Problem name :- ORTUPLES Problem - CodeChef
Problem statement :- Chef has 3 numbers P, Q and R. Chef wants to find the number of triples (A,B,C) such that:
- (A∣B)=P,(B∣C)=Q and (C∣A)=R
- 0 <= A,B,C < pow(2,20)
Can you help Chef?
Input Format :-
The first line of input will contain a single integer T, denoting the number of test cases.
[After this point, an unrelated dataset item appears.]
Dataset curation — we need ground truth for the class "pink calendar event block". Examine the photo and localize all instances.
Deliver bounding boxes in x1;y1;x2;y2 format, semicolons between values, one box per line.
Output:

Each test case consists of a single line of input containing 3 space-separated integers denoting
P,Q and R respectively.
Output Format :-
For each test case, output a single integer denoting the number of triplets (A,B,C) that satisfy the given conditions.
Constraints :-
1 ≤ T ≤ pow(10,5)
0 ≤ P, Q, R < pow(2,20)
Logic :- I am checking individual bits of p, q and r; whenever i am getting something like 100, 010 or 001 i am printing 0 (i.e. no solution possible) and otherwise if there is some bit common in all three p,q and r then for each such bit 4 combinations are possible so answer would be pow(4,common_bits).
Implementation :-
#include<bits/stdc++.h>
using namespace std;
#define int long long
void solve(){
int p, q, r;
cin >> p >> q >> r;
int common = (p & q & r);
int countSetBits = __builtin_popcount(common);
int trkr = 1;
while(p || q || r){
if((p>>1) + (q>>1) + (r>>1) == 1){
trkr = 0;
break;
}
p >>= 1;
q >>= 1;
r >>= 1;
}
if(trkr){
if(countSetBits > 0)
cout << (1 << (2*countSetBits)) << endl;
else
cout << 1 << endl;
} else {
cout << 0 << endl;
}
}
int32_t main(){
int t;
cin >> t;
while(t--){
solve();
}
return 0;
}
Issue :- But its giving wrong answer, so someone can please help me to find out where am I going wrong, is my logic wrong or the implementation part wrong?